The Polish government announced that it will initiate the relevant legislative process and plans to impose a tax of up to 3% on income from certain digital services. This move may affect Apple and many other large American technology companies that do business there. According to Reuters, Krzysztof Gawkowski, Deputy Prime Minister and Minister of Digitalization of Poland, was quoted as saying that this initiative aims to correct the current competitive imbalance in the digital market and put local companies and large multinational digital platforms on a more level playing field. 

He pointed out that the existing tax system puts companies that pay taxes and operate in Poland at a disadvantage, while those companies that provide digital services to Poland from abroad enjoy better tax treatment, which weakens the competitiveness of domestic companies, damages digital sovereignty, and significantly reduces the fiscal revenue space that could be reinvested in technological development.

According to the bill currently being conceived, the new tax will apply to three major categories of business: first, targeted online advertising business that relies on user portraits; second, platform services where users conduct social interactions, buying and selling transactions on the platform, and third, income obtained by collecting and selling user data. The tax burden is limited to multinational enterprises above a certain scale: global annual revenue must exceed 1 billion euros, and annual revenue in Poland must exceed 6.79 million US dollars to be included in the scope of taxation.

According to the draft, multiple services provided by Apple in the Polish market may fall into the scope of taxation, including the App Store, Apple Music, Apple TV+, Apple Books, Apple Podcasts, and even its expanding advertising business. However, the draft also sets out a number of exemption clauses. For example, if the “sole or main purpose” of a digital interface is to deliver content that the platform owns or has the right to distribute, or the platform itself is a direct seller rather than an intermediary, it can enjoy exemption treatment. This means that in the future, Apple may try to claim that certain services should apply corresponding exemption clauses based on specific business models and content attributes. However, because the draft leaves a lot of room for interpretation in the wording, there is still uncertainty in the actual implementation.

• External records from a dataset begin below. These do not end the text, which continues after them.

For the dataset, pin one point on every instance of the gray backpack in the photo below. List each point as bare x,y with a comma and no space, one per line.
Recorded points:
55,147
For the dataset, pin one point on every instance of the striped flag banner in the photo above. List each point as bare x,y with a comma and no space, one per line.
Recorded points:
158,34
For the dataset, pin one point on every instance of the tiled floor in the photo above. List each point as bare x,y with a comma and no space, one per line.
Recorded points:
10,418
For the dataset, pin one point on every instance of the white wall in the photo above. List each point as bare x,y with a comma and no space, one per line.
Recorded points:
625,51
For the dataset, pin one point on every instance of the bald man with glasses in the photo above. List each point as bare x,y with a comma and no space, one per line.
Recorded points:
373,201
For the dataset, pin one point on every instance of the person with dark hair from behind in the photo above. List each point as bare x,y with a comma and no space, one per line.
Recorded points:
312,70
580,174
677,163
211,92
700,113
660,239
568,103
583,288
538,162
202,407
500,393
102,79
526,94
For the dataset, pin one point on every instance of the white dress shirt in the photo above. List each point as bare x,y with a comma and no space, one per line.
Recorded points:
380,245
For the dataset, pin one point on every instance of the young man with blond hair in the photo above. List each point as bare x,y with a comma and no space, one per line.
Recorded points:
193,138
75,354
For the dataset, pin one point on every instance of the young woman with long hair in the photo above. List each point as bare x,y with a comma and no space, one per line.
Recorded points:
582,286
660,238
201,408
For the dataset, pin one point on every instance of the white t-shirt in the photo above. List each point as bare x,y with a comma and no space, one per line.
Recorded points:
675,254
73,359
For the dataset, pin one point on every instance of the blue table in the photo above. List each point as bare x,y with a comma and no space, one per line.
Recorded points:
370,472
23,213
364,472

In addition to Apple, major U.S. technology companies such as Alphabet (the parent company of Google), Meta, and Amazon are also likely to be subject to taxation if the bill is passed according to the current text. It is worth noting that Poland’s push for digital tax legislation comes just months after the withdrawal of a similar digital services tax plan at the EU level, showing that it has chosen to take a more proactive national path in digital tax policy.